The PipeOcr operator performs Optical Character Recognition (OCR) on images and PDF documents. It extracts text, embedded images, and provides full-page renderings.

How it works

PipeOcr takes a single input, which must be either an Image or a Pdf. It processes the document page by page and produces a list of PageContent objects. Each PageContent object encapsulates all the information extracted from a single page.

The output is always a list, even if the input is a single image (in which case the list will contain just one item).

The `PageContent` Structure

The PageContent object has the following structure:

text_and_images: Contains the main extracted content.
- text: The recognized text from the page as a TextContent.
- images: A list of any images found embedded within the page.
page_view: An ImageContent object representing a full visual rendering of the page.

Configuration

PipeOcr is configured in your pipeline's .toml file.

TOML Parameters

Parameter	Type	Description	Required
`PipeOcr`	string	A descriptive name for the OCR operation.	Yes
`inputs`	Fixed	The input for the PipeOcr is the key `ocr_input` and the value is either of concept `Image` or `Pdf`.	Yes
`output`	string	The output concept produced by the OCR operation.	Yes
`should_include_images`	boolean	If `true`, any images found within the document pages will be extracted and included in the output. Defaults to `false`.	No
`should_include_page_views`	boolean	If `true`, a high-fidelity image of each page will be included in the `page_view` field. Defaults to `false`.	No
`page_views_dpi`	integer	The resolution (in Dots Per Inch) for the generated page views when processing a PDF. Defaults to `150`.	No
`should_caption_images`	boolean	If `true`, the OCR service may attempt to generate captions for the images found. Note: This feature depends on the OCR provider.	No

Example: Processing a PDF

This example defines a pipe that takes a PDF, extracts text and full-page images, and outputs them as a list of pages.

[concept]
ScannedDocument = "A document that has been scanned as a PDF"
ExtractedPages = "A list of pages extracted from a document by OCR"

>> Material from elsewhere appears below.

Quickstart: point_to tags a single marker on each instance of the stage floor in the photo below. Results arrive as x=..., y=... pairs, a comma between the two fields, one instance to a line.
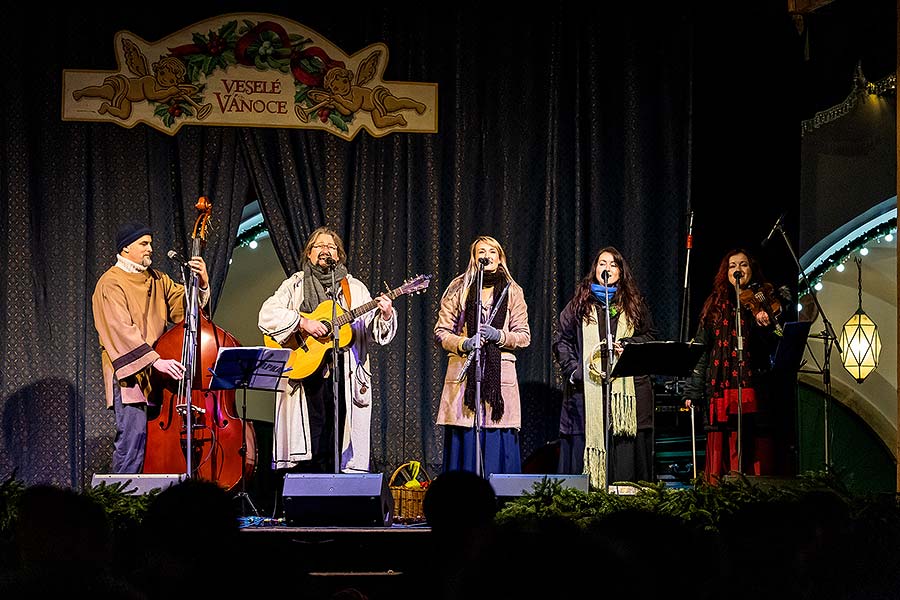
x=378, y=561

[pipe.extract_text_from_document]
PipeOcr = "Extract text from a scanned document"
inputs = { ocr_input = "ScannedDocument" }
output = "ExtractedText"
should_include_page_views = true
page_views_dpi = 200

To use this pipe, you would first need to load a PDF into the ScannedDocument concept. After the pipe runs, the ExtractedPages concept will contain a list of PageContent objects, where each object has the extracted text and a 200 DPI image of the corresponding page.